In an international transaction, can bank guarantee rates be used to benchmark corporate guarantee fees for the computation of arm’s length price?
In the case at hand, the TPO submitted that no comparable price was available and therefore the average of the available banking rates at 1% was taken. The same was upheld by the Dispute Resolution Panel (DRP) stating that bank guarantee rates generally vary between 1% to 3%. Therefore, it was held that it would be appropriate to charge a corporate guarantee fee of 1% from the associated enterprise. However, the Tribunal held that the bank guarantee rates differ on the basis of creditworthiness and the subsequent benefits arising out of the transaction in question. Thus, the Tribunal suggested using better methods for computing the arm’s length price instead of using bank guarantee rates to benchmark corporate guarantee fees.
Bank guarantee rates cannot be used for benchmarking corporate guarantee fees because a corporate guarantee and a bank guarantee are not alike. The considerations for both are distinct. A guarantee is issued by a commercial bank while a corporate guarantee is issued by a holding company for its AE. The guarantees differ on the basis of their distinct risk profiles and creditworthiness of the two issuing institutions. A bank guarantee can easily be encashed in the event of default. A corporate guarantee ensures that the guarantor would repay the creditor in case of default. Further, bank guarantees are commonly associated with financial transactions, while corporate guarantees serve a broader range of functions, including securing loans, facilitating business relationships, and supporting subsidiary operations. Even the market dynamics and regulatory frameworks that impact guarantee fees may differ between different markets. Due to the obvious differences between the two, it is not appropriate to use bank guarantee rates to benchmark corporate guarantee fees. The same was explained in the case of CIT v. Everest Kento Cylinders Ltd.

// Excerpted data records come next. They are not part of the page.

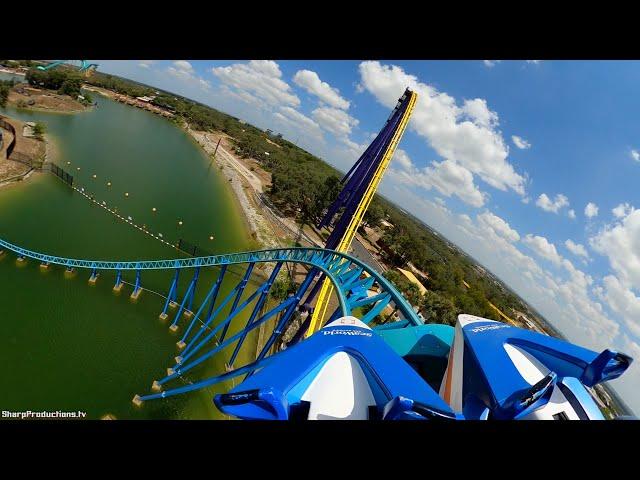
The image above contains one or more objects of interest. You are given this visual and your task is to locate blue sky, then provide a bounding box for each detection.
[92,60,640,412]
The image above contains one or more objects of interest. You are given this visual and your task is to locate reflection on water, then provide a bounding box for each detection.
[0,95,255,418]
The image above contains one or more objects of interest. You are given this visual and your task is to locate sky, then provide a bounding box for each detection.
[92,60,640,413]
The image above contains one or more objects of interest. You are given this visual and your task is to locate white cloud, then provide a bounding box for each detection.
[603,275,640,338]
[391,148,413,170]
[167,60,211,90]
[462,98,498,128]
[511,135,531,150]
[522,233,563,266]
[589,210,640,289]
[536,193,569,213]
[293,70,349,110]
[477,211,520,242]
[564,239,589,259]
[360,61,525,197]
[611,202,635,218]
[274,107,322,138]
[584,202,598,218]
[389,158,485,207]
[311,107,359,136]
[211,60,300,107]
[173,60,193,72]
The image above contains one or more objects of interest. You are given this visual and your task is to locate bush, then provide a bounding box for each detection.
[33,122,47,140]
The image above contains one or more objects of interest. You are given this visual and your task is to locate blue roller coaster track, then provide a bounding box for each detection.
[0,239,424,403]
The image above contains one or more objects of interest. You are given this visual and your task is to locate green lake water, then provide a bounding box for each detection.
[0,90,255,419]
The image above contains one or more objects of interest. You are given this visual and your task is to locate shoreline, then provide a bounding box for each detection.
[182,125,283,248]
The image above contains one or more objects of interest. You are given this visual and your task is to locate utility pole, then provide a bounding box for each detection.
[209,137,222,166]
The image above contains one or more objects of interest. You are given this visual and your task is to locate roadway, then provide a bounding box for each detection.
[349,237,387,274]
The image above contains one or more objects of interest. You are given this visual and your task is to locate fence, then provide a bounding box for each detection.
[0,117,18,160]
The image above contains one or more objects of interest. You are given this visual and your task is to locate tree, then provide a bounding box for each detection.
[0,80,13,107]
[363,200,385,228]
[58,76,82,98]
[33,122,47,140]
[419,290,458,326]
[269,277,296,301]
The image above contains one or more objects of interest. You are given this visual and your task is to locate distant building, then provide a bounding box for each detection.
[380,220,393,228]
[398,268,427,295]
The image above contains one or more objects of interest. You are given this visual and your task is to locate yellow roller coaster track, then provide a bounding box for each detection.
[305,91,418,337]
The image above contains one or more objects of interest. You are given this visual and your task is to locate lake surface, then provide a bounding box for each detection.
[0,93,255,419]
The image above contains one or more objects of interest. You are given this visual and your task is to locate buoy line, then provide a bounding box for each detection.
[71,185,180,251]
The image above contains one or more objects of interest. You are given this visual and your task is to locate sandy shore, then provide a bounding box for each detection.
[185,126,284,248]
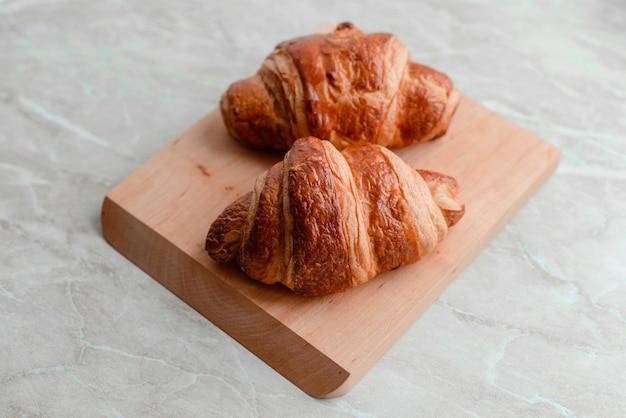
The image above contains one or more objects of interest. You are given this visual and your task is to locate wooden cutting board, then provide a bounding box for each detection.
[102,97,560,398]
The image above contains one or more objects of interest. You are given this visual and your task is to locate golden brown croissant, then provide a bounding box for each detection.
[206,137,464,296]
[220,23,460,150]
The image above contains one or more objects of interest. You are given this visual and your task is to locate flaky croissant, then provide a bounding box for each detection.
[220,23,460,150]
[206,137,464,296]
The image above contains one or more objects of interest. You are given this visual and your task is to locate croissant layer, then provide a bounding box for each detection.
[220,23,460,150]
[206,137,464,296]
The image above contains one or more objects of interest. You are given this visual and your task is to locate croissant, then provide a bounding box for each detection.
[206,137,464,296]
[220,23,460,151]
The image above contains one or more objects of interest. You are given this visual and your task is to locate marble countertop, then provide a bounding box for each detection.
[0,0,626,417]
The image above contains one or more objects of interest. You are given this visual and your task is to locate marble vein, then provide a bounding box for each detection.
[18,97,113,149]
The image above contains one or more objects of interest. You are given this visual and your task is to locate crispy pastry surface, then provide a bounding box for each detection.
[220,23,460,150]
[206,137,464,296]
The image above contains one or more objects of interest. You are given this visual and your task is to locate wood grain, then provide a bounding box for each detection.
[102,97,560,397]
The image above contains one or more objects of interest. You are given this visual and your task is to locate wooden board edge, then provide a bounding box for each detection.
[346,138,561,390]
[101,196,352,398]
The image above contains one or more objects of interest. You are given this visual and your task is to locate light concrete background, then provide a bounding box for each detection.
[0,0,626,417]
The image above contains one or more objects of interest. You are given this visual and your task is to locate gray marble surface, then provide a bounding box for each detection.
[0,0,626,417]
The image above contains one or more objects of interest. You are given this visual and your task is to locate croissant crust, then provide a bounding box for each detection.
[206,137,464,296]
[220,23,460,150]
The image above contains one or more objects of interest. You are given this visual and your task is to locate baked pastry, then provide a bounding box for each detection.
[220,23,460,150]
[206,137,464,296]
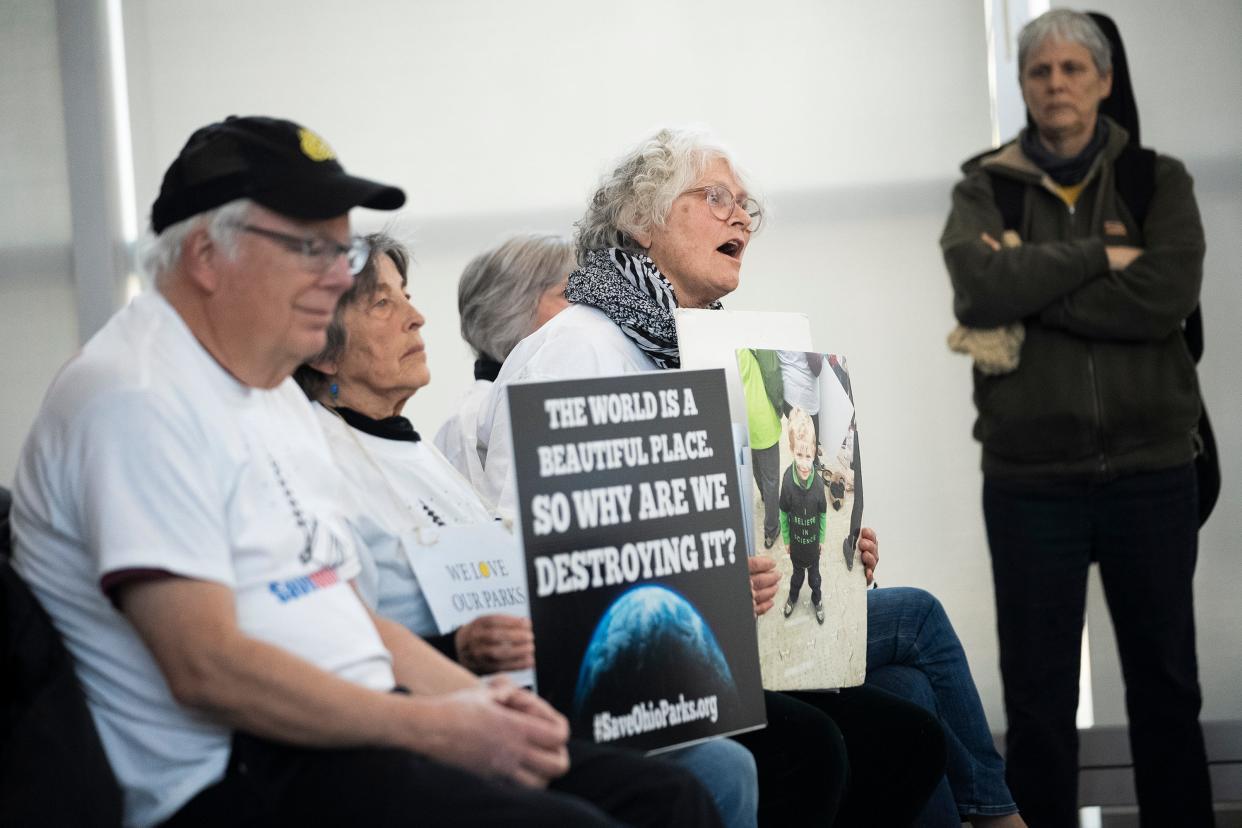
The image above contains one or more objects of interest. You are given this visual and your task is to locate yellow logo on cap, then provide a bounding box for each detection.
[298,127,337,161]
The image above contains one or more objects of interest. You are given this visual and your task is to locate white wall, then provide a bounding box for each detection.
[0,0,1242,727]
[1054,0,1242,724]
[0,0,77,487]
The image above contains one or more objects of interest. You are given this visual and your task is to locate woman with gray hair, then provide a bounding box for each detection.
[940,9,1212,826]
[435,233,574,491]
[478,129,956,826]
[294,233,758,828]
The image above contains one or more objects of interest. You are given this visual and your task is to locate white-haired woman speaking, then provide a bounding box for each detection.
[478,129,968,826]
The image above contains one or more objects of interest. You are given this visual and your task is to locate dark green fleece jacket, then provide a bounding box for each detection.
[940,122,1203,479]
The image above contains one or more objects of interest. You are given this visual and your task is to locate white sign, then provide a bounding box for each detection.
[405,523,534,686]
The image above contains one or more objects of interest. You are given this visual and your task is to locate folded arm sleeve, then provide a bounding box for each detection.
[1040,158,1205,341]
[940,171,1108,328]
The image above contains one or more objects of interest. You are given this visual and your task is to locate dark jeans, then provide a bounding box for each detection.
[789,552,823,606]
[164,734,720,828]
[734,690,850,827]
[984,464,1212,828]
[789,685,945,828]
[867,587,1017,828]
[750,441,780,540]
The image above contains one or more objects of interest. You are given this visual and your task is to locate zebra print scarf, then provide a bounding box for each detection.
[565,247,722,369]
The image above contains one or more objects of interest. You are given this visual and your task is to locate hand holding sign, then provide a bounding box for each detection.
[453,614,535,674]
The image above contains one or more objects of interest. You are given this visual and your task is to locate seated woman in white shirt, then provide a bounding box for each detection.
[435,233,574,505]
[294,233,759,828]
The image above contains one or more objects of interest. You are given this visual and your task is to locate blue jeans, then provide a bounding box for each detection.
[657,739,759,828]
[866,587,1017,826]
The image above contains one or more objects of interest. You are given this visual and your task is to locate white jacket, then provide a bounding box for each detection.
[476,304,658,518]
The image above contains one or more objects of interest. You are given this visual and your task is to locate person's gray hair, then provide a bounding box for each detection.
[293,233,411,400]
[574,128,758,263]
[1017,9,1113,78]
[142,199,255,288]
[457,233,574,362]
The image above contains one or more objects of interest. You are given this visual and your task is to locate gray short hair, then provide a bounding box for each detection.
[142,199,255,287]
[457,233,574,362]
[1017,9,1113,78]
[293,233,411,400]
[574,129,758,263]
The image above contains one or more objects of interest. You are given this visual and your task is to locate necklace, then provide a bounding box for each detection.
[267,452,319,564]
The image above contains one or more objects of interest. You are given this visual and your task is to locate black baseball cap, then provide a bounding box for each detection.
[152,115,405,233]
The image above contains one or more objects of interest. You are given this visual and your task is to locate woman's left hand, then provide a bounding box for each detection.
[858,526,879,586]
[746,555,780,618]
[453,614,535,675]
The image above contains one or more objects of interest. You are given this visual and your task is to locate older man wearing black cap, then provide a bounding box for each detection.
[12,118,717,826]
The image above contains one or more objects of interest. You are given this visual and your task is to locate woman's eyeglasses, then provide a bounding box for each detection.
[682,184,764,232]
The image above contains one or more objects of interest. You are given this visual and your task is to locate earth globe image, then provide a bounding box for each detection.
[573,585,739,732]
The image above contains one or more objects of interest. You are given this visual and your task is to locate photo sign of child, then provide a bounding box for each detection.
[737,349,867,690]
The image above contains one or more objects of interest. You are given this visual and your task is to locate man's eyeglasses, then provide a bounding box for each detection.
[682,184,764,232]
[233,223,371,276]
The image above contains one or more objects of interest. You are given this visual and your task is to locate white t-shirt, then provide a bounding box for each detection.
[776,351,820,415]
[314,403,493,636]
[433,380,494,505]
[12,294,395,826]
[476,304,658,518]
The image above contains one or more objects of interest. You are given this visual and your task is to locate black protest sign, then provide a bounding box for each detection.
[508,370,764,750]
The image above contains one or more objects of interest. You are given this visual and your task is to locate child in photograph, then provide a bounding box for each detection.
[780,407,828,624]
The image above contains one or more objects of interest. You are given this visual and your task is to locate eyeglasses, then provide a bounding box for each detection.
[233,223,371,276]
[682,184,764,232]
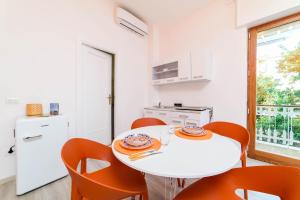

Given the unique economic factors and legal requirements of India's corporate landscape, reliance solely on bank guarantees as benchmarks could result in an inaccurate assessment of arm's length prices. Therefore, a more prudent approach for transfer pricing purposes lies in analysing comparable transactions involving corporate guarantees among unrelated entities, as set forth in Section 92C of the Income Tax Act and supported by the Organization for Economic Cooperation and Development's (OECD) guidelines on transfer pricing. These approaches ensure compliance with Indian tax regulations and a more accurate determination of arm's length prices, reducing the risk of potential tax disputes.
The Tribunal also clarified that the determination of the arm’s length price of an international transaction cannot be decided on the basis of judicial precedents as the decision in each case is subjective, taking various factors into account. Further, the Tribunal also noted that S. 92CA (3) of the Act provides for a mandate that needs to be considered for benchmarking. Notably, the mandate was not followed by the assessee or the TPO. The approaches adopted by the assessing company and the TPO/DRP were incorrect and unsatisfactory.
The case of Crayon Group AS v. A.C.I.T. highlights the complexities involved in categorizing corporate guarantees as international transactions under the Indian transfer pricing regulations. The Tribunal's ruling that “Bank guarantee rates cannot be considered for benchmarking corporate guarantee fees” underscores the importance of using reliable alternate methods such as the interest-saving approach, comparable corporate guarantee fee rates, the cost of providing the guarantee, or any other approach, for determining the arm's length price in such scenarios.
In the broader context of transfer pricing regulations, this case emphasizes the necessity for a case-by-case analysis, considering the specific circumstances and economic realities surrounding each transaction. Ultimately, as the landscape of international business evolves, maintaining a fair and accurate transfer pricing framework remains crucial for preventing profit shifting and ensuring tax compliance.